My intention is to find these words and remove all extra alphabets. the only refrence I found is the code below which removes the words with repeated alphabets:
import re
p = re.compile(r'\s*\b(?=[a-z\d]*([a-z\d])\1{3}|\d+\b)[a-z\d]+', re.IGNORECASE)
s = "df\nAll aaaaaab the best 8965\nUS issssss is 123 good \nqqqq qwerty 1 poiks\nlkjh ggggqwe 1234 aqwe iphone5224s"
strs = s.split("\n")
print([p.sub("", x).strip() for x in strs])

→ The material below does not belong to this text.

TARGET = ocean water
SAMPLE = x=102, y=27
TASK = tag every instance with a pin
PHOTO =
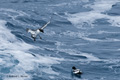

I just need to replace the word with the one that has removed the extra repeated alphabets. you can use this sentence as a test case:
سلاااااام چطووووورین؟ من خیلی گشتم ولی مثل این کیفیت اصلاااااا ندیدممممم.
It has to be like this:
سلام چطورین؟ من خیلی گشتم ولی مثل این کیفیت اصلا ندیدم
please consider that more than 3 repeats are not acceptable.
Upvotes: 1
Views: 43
Reputation: 627327
You may use
re.sub(r'([^\W\d_])\1{2,}', r'\1', s)
It will replace chunks of identical consecutive letters with their single occurrence.
See the regex demo.
Details
([^\W\d_])
- Capturing group 1: any Unicode letter\1{2,}
- two or more repetitions of the same letter that is captured in Group 1.The r'\1'
replacement will only keep a single letter occurrence in the result.
Upvotes: 1